In its original airing on Monty Python's Flying Circus, the sketch was preceded by a short link in which Idle, Terry Jones and Michael Palin portray schoolboys being interviewed for television by John Cleese. During the interview, Palin and Jones say they would like to see the sketch that Idle has written.

In And Now for Something Completely Different, the sketch is followed by a cut to a scene in a gym, where Terry Gilliam dressed as a nun on an ergometer replies (dubbed by a female voice), "I think it's overrated." Then, the "Self-Defence Against Fresh Fruit" sketch is played in the setting.

Idle's character in the pub makes several cameo appearances in later episodes, referred to as "Arthur Name".

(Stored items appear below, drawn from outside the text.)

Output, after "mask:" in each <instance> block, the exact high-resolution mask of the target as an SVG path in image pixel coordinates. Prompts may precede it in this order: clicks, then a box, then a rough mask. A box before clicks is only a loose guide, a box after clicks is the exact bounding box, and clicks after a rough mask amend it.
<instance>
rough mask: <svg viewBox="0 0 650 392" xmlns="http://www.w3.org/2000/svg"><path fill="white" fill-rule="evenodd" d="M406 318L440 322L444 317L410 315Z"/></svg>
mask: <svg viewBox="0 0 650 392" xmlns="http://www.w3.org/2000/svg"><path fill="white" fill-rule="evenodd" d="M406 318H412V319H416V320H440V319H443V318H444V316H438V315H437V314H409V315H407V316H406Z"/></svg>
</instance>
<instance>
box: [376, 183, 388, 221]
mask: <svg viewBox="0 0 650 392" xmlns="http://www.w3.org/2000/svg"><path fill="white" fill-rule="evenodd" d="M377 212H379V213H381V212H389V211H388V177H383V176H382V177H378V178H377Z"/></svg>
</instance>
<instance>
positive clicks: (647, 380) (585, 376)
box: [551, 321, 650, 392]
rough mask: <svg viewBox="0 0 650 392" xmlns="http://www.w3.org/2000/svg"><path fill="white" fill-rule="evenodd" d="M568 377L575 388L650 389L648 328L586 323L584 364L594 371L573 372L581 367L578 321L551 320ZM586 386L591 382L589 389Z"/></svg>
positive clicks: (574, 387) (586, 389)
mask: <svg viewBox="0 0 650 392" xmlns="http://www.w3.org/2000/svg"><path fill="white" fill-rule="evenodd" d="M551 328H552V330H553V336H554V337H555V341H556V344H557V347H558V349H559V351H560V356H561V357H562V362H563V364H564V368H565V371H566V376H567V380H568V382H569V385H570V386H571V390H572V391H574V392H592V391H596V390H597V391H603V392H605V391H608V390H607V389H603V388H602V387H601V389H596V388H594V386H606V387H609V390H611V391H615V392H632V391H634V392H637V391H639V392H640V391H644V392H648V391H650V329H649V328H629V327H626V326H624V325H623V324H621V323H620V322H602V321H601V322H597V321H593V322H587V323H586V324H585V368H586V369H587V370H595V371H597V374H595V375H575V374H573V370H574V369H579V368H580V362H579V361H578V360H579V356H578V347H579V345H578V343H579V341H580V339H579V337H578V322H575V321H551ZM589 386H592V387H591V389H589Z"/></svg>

In Monty Python Live (Mostly), the sketch segues from "Albatross". In the background, a piano version of "Never Be Rude to an Arab" is heard. Eventually the sketch segues into a new opening title song for Blackmail which incorporates samples of Idle's Nudge, Nudge dialogue.

==History==
Originally written by Eric Idle for Ronnie Barker in another comedy show, the sketch was then rejected as a script. Eric Idle openly admits the script is confusing, the joke being mostly in the delivery.

==Reception==
The phrases, "nudge nudge" and "wink wink", are part of the English lexicon as idiomatic phrases implying sexual innuendo.

Idle says he learned that Elvis Presley was a fan of the sketch, and would call his friends "squire" in reference to it.

Idle reprised the sketch in TV advertisements for the Breakaway chocolate bar. A reference to this is clearly heard on Monty Python Live at Drury Lane, where Idle mentions the product. Idle and Cleese also both advertised the Cadbury Nudge chocolate bar in Australia from 1976.